Specialized Models
Small, fast, purpose-built models for language detection, entity recognition, lemmatization, embeddings, and re-ranking. These are the workhorses that power StellarBase internally — and they're all available as APIs.
Text processing
Language Detection
Identifies the language of a text across 1,000+ languages, including rare and low-resource ones. Lightweight, fast, CPU-only.
- Use case: route multilingual corpora to the right downstream model; tag content in mixed-language pipelines
- Accuracy: > 99% on well-formed text of 100+ characters
- Unit: per 1M requests
Lemmatization
Reduces inflected words to their base forms across 60+ languages. Useful for keyword search, topic modeling, and improving downstream NER performance.
- Use case: search over inflected languages (Czech, Polish, Hungarian, Finnish)
- Unit: per 1K documents
Zero-shot Named Entity Recognition
You specify the entity types you want (“person, medication, trial_id”) and the model finds them — no fine-tuning required.
- Use case: custom entity extraction on domain-specific corpora
- Strengths: flexibility (any entity type via prompt), multilingual
- Unit: per 1M tokens
Entity Linking
Takes detected entities and links them to canonical identifiers — Wikidata, your internal knowledge base, or any custom graph.
- Use case: resolve “Dr. Nováková” to a specific person in your HR directory
- Unit: per 1K documents
Document processing
StellarOCR
Composite document-processing engine — one endpoint that returns text, layout, tables, figures, and math formulas from any PDF or image. Detailed in StellarOCR docs.
- Unit: per 1K pages
- Billing: flat rate regardless of how many internal models run
Embeddings
Multilingual Embeddings — Fast
Fast multilingual embeddings for large-scale workloads.
- Use case: large-scale semantic search, clustering, duplicate detection
- Unit: per 1M tokens
Multilingual Embeddings — High-recall
Higher-quality multilingual embeddings where recall matters most.
- Use case: retrieval for mission-critical workloads where a few extra points of recall matter
- Unit: per 1M tokens
Long-context Embeddings
Multilingual embeddings tuned for long passages and whole-document retrieval.
- Use case: embed an entire contract or paper as one vector
- Unit: per 1M tokens
Image Embeddings
Visual embeddings that work directly on pixels — no text captions or labels needed.
- Use case: image search, duplicate detection, cross-modal retrieval
- Unit: per 1K images
Retrieval
Reranker
Given a query and a set of candidate passages, scores each for relevance.

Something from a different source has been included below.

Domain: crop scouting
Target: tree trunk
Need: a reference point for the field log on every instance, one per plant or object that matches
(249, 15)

Dramatically sharper than embedding similarity alone.
- Use case: re-rank the top results from a retrieval step before handing to the LLM
- Unit: per 1K searches
Choosing
| Task | Capability |
|---|---|
| Detect language | Language Detection |
| Extract entities (any type) | Zero-shot NER |
| Link entities to a KB | Entity Linking |
| Text → vector (fast, cheap) | Multilingual Embeddings — Fast |
| Text → vector (best recall) | Multilingual Embeddings — High-recall |
| Long documents → single vector | Long-context Embeddings |
| Image → vector | Image Embeddings |
| Re-rank search results | Reranker |
| Parse any document | StellarOCR |
Pricing
Per-unit pricing in EUR, no tiers, no minimums. See the full pricing table.
Self-hosted
Every model on this page runs inside the StellarBase on-premise bundle. For air-gapped deployments, model weights ship as signed data packs and update on your schedule. See On-Premise.
Custom models
Bring your own — HuggingFace endpoints, REST APIs, gRPC services, local checkpoints. Register once as a tool and agents and workflows can call it. See Agents.